SAN FRANCISCO - The Hearst Corp. completed its $660 million purchase of the rival San Francisco Chronicle on Friday and kept its promise to sell its venerable San Francisco Examiner to a local publisher of free newspapers.
Hearst announced the changes in ownership a day after U.S. District Court Judge Vaughn Walker ruled out antitrust questions in Hearst's purchase of the Chronicle.
The judge also said that nothing in the law requires Hearst to give the Examiner - or its promised subsidy of $66 million over three years - to publisher Ted Fang, who is closely allied with Mayor Willie Brown and other Democratic politicians in the city.
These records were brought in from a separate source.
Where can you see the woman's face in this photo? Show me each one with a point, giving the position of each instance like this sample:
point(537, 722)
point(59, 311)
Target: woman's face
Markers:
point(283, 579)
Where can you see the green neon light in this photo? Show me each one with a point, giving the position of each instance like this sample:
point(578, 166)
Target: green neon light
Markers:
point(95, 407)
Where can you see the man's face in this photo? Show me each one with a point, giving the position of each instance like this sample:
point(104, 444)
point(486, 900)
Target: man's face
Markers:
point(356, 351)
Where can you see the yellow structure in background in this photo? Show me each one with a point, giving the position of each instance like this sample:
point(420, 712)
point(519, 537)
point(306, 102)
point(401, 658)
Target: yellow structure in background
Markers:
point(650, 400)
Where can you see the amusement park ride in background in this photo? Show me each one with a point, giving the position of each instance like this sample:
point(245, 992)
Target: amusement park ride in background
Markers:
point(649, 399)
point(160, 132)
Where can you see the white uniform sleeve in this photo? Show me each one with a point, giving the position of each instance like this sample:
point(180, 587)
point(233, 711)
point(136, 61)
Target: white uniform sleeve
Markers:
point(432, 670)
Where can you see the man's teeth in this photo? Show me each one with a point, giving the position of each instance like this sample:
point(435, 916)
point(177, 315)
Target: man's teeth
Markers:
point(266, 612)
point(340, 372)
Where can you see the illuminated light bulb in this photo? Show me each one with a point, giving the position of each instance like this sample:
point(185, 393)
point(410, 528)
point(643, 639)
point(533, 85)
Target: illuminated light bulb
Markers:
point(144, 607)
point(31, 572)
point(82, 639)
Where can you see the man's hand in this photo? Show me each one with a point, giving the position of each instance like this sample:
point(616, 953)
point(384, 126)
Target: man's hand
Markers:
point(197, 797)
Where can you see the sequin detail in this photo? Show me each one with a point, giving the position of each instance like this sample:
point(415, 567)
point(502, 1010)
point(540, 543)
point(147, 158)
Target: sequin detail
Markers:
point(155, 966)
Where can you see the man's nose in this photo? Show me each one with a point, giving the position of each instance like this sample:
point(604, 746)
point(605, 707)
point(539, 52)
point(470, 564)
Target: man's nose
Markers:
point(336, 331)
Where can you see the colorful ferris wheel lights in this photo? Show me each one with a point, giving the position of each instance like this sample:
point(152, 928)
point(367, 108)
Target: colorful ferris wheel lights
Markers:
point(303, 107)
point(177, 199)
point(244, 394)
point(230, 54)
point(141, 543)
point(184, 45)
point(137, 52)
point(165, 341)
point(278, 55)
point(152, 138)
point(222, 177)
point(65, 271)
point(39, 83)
The judge's ruling removed the pressure Hearst was under for months to come up with an alternative to closing down the Examiner. Hearst's lawyers initially reacted to the ruling by declining to commit to completing the deal with Fang, but Hearst said late Friday it would keep its promise.
''We had a contract with the Chronicle and a contract with the Fangs. We just completed them,'' Hearst spokeswoman Debra Shriver said.
In a statement, Fang said his family was ''proud to be the first Asian American family ever to own a daily newspaper in a major metropolitan city.''
''The new Examiner will see a flowering of journalistic excellence, liveliness and excitement. Under our leadership, the new Examiner will reflect the ethnic and political diversity of our unique city,'' Fang said. The Fangs own the newspapers Asian Week and the Independent.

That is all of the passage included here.